Dans les régions où le retournement des morts n’est pas pratiqué, la Toussaint est devenue une vraie fête pour célébrer les défunts. C’est le cas dans l’ethnie Antambahoaka connu pour la cérémonie des circoncisions collectives ou « Sambatra ». C’est une célébration collective en la mémoire des défunts dans le village sans un rituel quelconque sur les tombes. A Toamasina, l’ambiance est plutôt au recueillement. L’année 2013 a été exceptionnelle puisque la ville du grand port a rendu hommage aux disparus de la mer le jour du 1er novembre, un évènement habituellement marqué le dernier dimanche du mois.

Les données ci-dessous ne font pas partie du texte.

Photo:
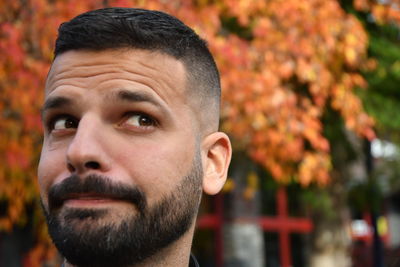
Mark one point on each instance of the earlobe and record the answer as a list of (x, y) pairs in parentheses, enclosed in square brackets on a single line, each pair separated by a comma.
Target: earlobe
[(217, 156)]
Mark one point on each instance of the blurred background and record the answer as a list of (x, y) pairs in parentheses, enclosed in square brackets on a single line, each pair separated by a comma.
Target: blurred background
[(311, 100)]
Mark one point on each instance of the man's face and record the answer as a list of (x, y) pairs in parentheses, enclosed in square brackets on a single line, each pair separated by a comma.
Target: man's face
[(121, 155)]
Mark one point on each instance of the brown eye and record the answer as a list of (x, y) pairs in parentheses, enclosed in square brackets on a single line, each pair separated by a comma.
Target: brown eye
[(64, 123), (140, 120)]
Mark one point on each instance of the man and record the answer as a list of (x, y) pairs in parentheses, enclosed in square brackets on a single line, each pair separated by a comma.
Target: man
[(131, 139)]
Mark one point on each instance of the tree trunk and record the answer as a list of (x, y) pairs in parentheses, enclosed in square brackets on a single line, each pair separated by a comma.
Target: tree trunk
[(243, 236), (331, 241)]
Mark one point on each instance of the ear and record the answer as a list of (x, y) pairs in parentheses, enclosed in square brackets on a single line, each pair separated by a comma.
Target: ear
[(217, 153)]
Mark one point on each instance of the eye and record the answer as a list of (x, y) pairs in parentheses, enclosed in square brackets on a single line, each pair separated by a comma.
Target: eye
[(62, 123), (140, 120)]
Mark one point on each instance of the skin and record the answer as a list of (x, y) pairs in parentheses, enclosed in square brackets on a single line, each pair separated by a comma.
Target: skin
[(126, 114)]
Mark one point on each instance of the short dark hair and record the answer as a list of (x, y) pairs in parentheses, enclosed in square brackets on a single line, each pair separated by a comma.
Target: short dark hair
[(113, 28)]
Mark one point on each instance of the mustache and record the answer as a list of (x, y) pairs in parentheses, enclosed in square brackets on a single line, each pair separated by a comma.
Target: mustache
[(97, 185)]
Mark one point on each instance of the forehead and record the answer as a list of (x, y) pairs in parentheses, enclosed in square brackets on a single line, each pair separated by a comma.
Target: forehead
[(151, 70)]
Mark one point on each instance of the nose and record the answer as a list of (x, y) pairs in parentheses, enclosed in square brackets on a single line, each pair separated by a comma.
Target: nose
[(86, 151)]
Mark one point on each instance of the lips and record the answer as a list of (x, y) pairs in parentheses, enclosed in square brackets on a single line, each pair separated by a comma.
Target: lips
[(93, 189)]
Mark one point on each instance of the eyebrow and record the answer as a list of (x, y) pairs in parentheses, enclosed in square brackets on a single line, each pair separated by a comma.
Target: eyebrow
[(131, 96)]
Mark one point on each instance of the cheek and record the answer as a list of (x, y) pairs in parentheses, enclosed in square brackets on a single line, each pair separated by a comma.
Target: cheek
[(157, 168), (50, 169)]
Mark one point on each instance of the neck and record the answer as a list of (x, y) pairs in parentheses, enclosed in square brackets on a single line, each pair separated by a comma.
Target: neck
[(176, 254)]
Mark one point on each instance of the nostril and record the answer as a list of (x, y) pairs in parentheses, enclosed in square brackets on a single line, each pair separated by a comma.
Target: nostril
[(92, 165), (70, 167)]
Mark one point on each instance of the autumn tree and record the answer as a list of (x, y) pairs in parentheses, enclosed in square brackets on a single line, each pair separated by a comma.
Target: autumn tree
[(286, 68)]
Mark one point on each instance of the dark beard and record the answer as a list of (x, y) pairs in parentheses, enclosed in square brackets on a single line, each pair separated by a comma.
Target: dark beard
[(136, 236)]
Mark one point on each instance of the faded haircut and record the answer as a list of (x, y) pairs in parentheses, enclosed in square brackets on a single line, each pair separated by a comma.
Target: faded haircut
[(114, 28)]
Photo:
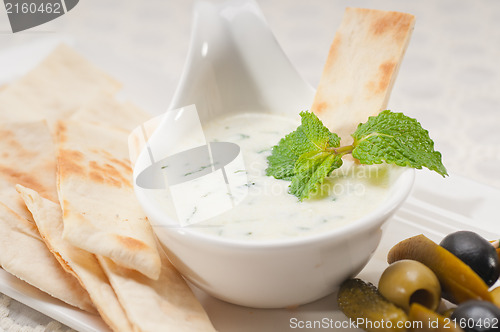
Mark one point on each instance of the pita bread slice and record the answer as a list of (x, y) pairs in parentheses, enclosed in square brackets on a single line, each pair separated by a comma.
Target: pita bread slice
[(83, 265), (54, 89), (104, 108), (100, 211), (166, 304), (361, 68), (27, 157), (24, 254)]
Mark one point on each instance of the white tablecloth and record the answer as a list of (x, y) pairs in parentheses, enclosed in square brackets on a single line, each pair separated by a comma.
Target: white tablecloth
[(449, 79)]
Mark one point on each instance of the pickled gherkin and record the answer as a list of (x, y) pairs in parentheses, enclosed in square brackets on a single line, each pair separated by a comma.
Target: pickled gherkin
[(363, 303)]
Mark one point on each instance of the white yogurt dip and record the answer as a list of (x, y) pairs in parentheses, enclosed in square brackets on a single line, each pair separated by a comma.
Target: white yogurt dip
[(269, 212)]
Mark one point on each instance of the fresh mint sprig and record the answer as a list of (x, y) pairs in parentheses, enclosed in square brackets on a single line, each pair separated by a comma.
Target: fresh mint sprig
[(311, 153)]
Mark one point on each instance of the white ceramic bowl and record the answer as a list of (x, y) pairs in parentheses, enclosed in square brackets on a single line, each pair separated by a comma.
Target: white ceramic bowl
[(235, 65)]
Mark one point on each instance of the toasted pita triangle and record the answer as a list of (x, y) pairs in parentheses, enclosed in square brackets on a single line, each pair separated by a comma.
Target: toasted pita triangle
[(166, 304), (83, 265), (24, 254), (361, 68), (56, 88), (100, 211)]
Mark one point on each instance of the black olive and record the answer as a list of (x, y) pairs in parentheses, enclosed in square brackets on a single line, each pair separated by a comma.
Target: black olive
[(477, 316), (476, 252)]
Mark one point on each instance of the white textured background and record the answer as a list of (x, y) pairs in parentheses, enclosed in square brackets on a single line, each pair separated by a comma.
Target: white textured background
[(449, 79)]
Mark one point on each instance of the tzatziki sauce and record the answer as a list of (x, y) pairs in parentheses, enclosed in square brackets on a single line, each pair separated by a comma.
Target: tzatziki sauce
[(269, 211)]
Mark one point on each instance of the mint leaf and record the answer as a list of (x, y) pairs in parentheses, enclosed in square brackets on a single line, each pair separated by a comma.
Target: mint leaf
[(309, 154), (311, 169), (310, 136), (396, 139)]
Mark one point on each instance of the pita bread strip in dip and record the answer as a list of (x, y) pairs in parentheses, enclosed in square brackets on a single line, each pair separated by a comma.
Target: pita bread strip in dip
[(24, 254), (361, 68)]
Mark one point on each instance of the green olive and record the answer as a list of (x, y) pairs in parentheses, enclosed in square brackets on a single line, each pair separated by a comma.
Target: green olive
[(405, 282)]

La fête des Morts a des impacts positifs sur l’économie puisque le nombre de voyageurs augmente. Cette année, il n’y avait pas influence sur les routes malgré un week-end de trois jours. Les fleuristes n’ont pas eux aussi connu une augmentation spectaculaire de leur chiffre d’affaires. Les organisateurs d’évènement ont eu un succès mitigé pour leur soirée Halloween, preuve que les Malgaches n’ont pas besoin des déguisements pour se faire peur. Ils craignent et respectent les fantômes dans la vraie vie. La fête des Morts dans le sens festif du terme reste un évènement commercial au même titre que l’Oktoberfest ou la fête de la bière qu’une brasserie locale a célébrée le 02… novembre.